La procédure a été «expéditive», a également dénoncé Ousmane Sonko jeudi, ironisant sur la vitesse d’exécution de sa levée d’immunité, «le seul domaine où Macky Sall fait du fast-track», en référence à une expression chère au chef de l’État s’agissant des réformes qu’il initie.Sonko a aussi pointé du doigt le juge d’instruction chargé de l’affaire, Mamadou Seck, «faible et non indépendant», membre «du triangle des Bermudes judiciaires» composé, selon le leader de Pastef, du procureur de la République Bassirou Guèye et du doyen des juges Samba Sall. «Je suis le protagoniste malgré moi de ce feuilleton que ne mérite pas notre nation», a-t-il affirmé, dénonçant une «machination politique sordide aux conséquences imprévisibles». Il a d’ailleurs affirmé avoir été placé sous surveillance. Au cours d’une longue diatribe, il s’est adressé directement au président Macky Sall, qu’il accuse d’être à la tête de ce complot visant à l’écarter du jeu politique. «Nous connaissons vos viles méthodes, mais je peux vous assurer que nous avons du répondant», lui a lancé Ousmane Sonko. Macky Sall s’est exprimé au sujet de cette affaire pour la première fois cette semaine lors d’un entretien accordé à nos confrères de RFI, évoquant une «affaire regrettable». «Il y a une accusation, des procédures, il ne faut pas mêler le président à ça.
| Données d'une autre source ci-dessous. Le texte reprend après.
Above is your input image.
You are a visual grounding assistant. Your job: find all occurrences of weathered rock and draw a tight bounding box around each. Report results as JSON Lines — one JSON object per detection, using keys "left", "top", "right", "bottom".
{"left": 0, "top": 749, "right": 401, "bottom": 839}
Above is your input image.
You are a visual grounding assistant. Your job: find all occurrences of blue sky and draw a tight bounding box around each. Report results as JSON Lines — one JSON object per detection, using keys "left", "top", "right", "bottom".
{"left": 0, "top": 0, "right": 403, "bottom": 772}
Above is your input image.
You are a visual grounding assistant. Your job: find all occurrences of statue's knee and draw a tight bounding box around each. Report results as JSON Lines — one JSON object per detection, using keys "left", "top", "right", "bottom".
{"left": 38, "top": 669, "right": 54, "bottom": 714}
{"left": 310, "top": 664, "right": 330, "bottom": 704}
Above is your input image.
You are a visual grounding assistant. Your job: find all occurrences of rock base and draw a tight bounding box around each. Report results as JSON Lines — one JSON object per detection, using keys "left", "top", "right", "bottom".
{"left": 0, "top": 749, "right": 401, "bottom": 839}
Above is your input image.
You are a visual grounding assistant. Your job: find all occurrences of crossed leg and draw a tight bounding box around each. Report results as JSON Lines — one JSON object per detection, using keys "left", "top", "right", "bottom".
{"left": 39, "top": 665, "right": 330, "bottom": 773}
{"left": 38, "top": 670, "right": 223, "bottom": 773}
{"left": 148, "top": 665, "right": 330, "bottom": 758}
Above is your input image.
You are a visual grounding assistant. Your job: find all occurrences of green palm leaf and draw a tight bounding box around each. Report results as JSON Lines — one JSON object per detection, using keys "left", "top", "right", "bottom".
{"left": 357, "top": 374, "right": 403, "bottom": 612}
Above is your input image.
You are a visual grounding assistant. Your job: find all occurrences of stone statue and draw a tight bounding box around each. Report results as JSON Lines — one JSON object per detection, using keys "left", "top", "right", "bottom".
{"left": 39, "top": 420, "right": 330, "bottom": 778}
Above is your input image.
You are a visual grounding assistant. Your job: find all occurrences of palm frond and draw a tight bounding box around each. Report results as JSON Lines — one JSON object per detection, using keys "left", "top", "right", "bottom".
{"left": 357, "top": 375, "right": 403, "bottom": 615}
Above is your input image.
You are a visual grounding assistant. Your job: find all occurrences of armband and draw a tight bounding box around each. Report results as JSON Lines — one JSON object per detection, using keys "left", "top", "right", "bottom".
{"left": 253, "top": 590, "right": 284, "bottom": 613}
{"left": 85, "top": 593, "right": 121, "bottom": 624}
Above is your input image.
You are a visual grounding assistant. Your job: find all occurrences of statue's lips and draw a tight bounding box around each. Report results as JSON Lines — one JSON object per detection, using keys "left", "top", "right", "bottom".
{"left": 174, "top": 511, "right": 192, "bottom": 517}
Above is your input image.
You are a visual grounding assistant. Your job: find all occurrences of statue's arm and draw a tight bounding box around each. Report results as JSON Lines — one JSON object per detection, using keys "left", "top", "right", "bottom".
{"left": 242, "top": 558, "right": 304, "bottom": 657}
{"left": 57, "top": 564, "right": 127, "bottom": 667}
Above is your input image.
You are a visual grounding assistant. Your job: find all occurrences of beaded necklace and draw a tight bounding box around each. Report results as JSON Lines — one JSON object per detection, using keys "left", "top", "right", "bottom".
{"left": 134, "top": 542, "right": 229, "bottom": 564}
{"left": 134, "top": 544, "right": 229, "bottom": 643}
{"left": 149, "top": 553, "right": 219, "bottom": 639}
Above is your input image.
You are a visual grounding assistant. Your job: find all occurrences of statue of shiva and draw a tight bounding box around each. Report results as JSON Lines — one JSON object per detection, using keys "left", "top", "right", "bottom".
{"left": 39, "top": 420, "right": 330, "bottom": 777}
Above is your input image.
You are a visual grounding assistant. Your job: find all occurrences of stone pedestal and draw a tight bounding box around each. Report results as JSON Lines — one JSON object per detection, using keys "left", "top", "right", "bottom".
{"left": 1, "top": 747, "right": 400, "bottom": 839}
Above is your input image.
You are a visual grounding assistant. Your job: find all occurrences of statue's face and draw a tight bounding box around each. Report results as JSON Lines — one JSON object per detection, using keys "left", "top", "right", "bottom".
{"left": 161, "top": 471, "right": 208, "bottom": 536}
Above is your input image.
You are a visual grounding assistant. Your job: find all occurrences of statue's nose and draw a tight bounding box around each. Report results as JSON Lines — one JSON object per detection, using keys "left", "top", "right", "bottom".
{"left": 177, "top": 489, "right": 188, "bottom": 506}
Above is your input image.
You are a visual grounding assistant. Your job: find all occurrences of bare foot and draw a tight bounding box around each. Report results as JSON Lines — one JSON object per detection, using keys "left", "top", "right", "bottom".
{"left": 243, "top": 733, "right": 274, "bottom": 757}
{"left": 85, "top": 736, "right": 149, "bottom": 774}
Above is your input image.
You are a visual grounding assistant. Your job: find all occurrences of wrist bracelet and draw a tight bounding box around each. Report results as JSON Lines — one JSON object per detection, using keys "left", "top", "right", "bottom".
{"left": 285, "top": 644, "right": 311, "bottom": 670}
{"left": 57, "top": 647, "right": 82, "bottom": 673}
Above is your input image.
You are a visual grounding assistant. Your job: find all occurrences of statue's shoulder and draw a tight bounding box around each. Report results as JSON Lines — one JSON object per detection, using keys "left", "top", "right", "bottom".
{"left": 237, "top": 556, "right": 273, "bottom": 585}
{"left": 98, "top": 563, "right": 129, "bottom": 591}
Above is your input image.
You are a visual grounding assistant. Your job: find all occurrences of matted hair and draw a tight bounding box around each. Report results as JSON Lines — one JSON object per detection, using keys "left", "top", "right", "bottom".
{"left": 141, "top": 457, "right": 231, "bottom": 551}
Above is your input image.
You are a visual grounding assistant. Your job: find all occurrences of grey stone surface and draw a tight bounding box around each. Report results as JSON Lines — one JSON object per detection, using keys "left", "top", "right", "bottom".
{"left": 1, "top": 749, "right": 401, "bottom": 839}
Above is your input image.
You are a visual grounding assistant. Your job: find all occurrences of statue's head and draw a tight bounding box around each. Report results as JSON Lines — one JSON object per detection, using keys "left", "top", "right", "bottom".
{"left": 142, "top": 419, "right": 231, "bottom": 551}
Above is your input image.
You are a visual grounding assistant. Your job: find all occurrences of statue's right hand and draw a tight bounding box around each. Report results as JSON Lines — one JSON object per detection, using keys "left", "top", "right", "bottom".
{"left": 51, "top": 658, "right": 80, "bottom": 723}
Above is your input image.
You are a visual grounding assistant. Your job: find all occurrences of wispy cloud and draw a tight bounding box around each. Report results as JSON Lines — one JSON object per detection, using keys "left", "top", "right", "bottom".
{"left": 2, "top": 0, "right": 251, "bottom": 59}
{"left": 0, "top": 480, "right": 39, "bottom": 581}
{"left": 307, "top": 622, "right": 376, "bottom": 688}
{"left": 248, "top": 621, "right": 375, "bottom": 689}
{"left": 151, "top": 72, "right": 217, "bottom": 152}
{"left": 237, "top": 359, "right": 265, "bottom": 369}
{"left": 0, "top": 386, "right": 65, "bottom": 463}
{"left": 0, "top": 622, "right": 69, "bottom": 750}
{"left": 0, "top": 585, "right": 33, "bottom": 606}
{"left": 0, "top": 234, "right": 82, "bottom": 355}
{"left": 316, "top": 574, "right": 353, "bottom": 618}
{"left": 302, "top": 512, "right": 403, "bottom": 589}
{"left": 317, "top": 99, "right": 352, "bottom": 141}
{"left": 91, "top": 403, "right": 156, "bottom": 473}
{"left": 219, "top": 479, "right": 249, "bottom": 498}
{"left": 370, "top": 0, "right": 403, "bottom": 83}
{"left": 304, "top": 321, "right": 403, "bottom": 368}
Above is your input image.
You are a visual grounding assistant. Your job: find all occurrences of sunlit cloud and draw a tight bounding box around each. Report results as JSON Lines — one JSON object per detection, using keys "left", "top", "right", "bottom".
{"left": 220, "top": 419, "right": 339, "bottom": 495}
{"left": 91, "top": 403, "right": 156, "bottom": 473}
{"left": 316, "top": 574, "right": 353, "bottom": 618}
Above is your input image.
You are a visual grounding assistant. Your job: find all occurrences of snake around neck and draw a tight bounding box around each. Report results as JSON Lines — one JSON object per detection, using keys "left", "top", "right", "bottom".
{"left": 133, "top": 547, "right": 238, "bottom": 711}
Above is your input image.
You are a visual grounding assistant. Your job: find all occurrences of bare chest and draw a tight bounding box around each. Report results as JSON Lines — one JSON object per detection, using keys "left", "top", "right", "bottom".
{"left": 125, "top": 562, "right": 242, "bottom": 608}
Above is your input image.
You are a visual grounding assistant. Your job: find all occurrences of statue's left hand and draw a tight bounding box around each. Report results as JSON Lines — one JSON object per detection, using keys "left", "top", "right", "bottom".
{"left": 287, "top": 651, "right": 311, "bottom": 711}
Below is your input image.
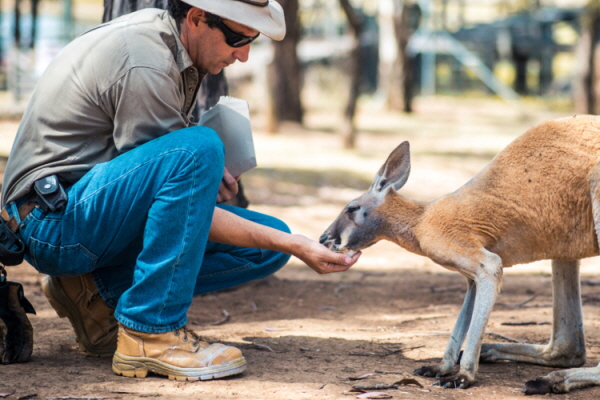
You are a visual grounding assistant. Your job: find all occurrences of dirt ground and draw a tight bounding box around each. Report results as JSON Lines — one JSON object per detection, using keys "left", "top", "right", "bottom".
{"left": 2, "top": 96, "right": 600, "bottom": 400}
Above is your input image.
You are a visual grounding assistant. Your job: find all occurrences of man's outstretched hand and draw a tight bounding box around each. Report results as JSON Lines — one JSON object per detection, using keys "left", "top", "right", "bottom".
{"left": 208, "top": 208, "right": 361, "bottom": 274}
{"left": 291, "top": 234, "right": 361, "bottom": 274}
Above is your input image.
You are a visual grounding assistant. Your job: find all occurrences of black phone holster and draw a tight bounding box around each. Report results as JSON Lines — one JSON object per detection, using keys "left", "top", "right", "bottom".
{"left": 33, "top": 174, "right": 68, "bottom": 213}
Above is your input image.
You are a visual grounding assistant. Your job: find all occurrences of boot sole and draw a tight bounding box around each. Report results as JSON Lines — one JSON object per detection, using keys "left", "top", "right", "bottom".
{"left": 41, "top": 276, "right": 117, "bottom": 357}
{"left": 112, "top": 351, "right": 247, "bottom": 380}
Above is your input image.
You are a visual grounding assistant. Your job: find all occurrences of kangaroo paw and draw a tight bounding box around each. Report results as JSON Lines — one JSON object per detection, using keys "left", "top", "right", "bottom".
{"left": 433, "top": 374, "right": 474, "bottom": 389}
{"left": 522, "top": 377, "right": 553, "bottom": 395}
{"left": 413, "top": 365, "right": 441, "bottom": 378}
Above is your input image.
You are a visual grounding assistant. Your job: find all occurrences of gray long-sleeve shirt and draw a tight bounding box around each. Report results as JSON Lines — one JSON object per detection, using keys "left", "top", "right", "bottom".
{"left": 2, "top": 8, "right": 204, "bottom": 205}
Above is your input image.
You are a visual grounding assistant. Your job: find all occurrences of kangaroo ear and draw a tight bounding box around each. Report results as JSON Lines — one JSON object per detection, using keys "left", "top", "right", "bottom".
{"left": 372, "top": 141, "right": 411, "bottom": 192}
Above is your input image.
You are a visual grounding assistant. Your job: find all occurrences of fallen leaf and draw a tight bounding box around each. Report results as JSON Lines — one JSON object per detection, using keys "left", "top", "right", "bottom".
{"left": 356, "top": 392, "right": 392, "bottom": 399}
{"left": 210, "top": 309, "right": 230, "bottom": 326}
{"left": 16, "top": 394, "right": 37, "bottom": 400}
{"left": 394, "top": 377, "right": 424, "bottom": 387}
{"left": 264, "top": 327, "right": 284, "bottom": 332}
{"left": 353, "top": 383, "right": 397, "bottom": 390}
{"left": 347, "top": 373, "right": 374, "bottom": 381}
{"left": 250, "top": 342, "right": 274, "bottom": 352}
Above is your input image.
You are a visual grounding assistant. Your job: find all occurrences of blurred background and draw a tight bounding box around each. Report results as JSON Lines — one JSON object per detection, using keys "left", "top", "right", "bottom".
{"left": 0, "top": 0, "right": 596, "bottom": 140}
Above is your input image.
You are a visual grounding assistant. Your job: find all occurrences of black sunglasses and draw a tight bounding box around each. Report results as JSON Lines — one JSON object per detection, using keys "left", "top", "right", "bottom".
{"left": 213, "top": 16, "right": 260, "bottom": 48}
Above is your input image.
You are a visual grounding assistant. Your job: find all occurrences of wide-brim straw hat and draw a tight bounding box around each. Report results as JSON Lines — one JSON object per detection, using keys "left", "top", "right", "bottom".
{"left": 182, "top": 0, "right": 286, "bottom": 41}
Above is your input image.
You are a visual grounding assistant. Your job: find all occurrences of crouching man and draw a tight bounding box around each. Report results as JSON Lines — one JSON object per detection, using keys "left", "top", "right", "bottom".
{"left": 0, "top": 0, "right": 360, "bottom": 380}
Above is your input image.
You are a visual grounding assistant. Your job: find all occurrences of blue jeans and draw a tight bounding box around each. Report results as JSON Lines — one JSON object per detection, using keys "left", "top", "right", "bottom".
{"left": 10, "top": 127, "right": 291, "bottom": 333}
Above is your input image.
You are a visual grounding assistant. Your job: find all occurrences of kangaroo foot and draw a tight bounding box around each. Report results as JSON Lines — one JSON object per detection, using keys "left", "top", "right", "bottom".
{"left": 522, "top": 377, "right": 553, "bottom": 395}
{"left": 433, "top": 373, "right": 474, "bottom": 389}
{"left": 413, "top": 365, "right": 441, "bottom": 378}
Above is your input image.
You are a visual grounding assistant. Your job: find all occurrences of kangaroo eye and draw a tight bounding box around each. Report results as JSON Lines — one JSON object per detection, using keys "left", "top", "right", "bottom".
{"left": 347, "top": 206, "right": 360, "bottom": 214}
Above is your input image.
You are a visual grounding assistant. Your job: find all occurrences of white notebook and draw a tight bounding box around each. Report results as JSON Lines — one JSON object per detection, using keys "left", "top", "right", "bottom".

J’ai suffisamment de choses à faire pour comploter des choses aussi basses», a-t-il ajouté.
«Vers une arrestation illégale et imminente»
«[M’]arrêter le plus rapidement possible, décerner un mandat de dépôt, ouvrir une instruction non limitée dans le temps pour me laisser pourrir et me radier de la liste électorale, et ternir mon image auprès des Sénégalais : voilà l’objectif de Macky Sall», a rétorqué l’opposant, qui a fait appel au «droit constitutionnel, naturel et individuel de résistance à l’oppression». Le 8 février, des heurts avaient opposé ses partisans et les forces de l’ordre devant son domicile, alors que l’opposant avait refusé de se rendre à la convocation que lui avaient adressé les gendarmes. Après Karim Wade, cadre du Parti démocratique sénégalais (PDS) condamné à six ans de prison en 2016 pour enrichissement illicite et désormais exilé au Qatar, et Khalifa Sall, ex-maire de Dakar gracié de sa peine pour détournements de fonds public mais aujourd’hui inéligible, Ousmane Sonko sera-t-il le prochain opposant à visiter les cellules de la prison dakaroise de Rebeuss ? Quoi qu’il en soit, Pastef se prépare à «l’arrestation illégale et imminente de son leader». «On s’achemine vers sa convocation devant le juge. S’il ne répond pas, la justice peut venir le cueillir, glisse un responsable du parti. Nous n’avons jamais envisagé l’avenir du parti sans lui, mais aujourd’hui ça va peut-être être le moment de se poser la question.»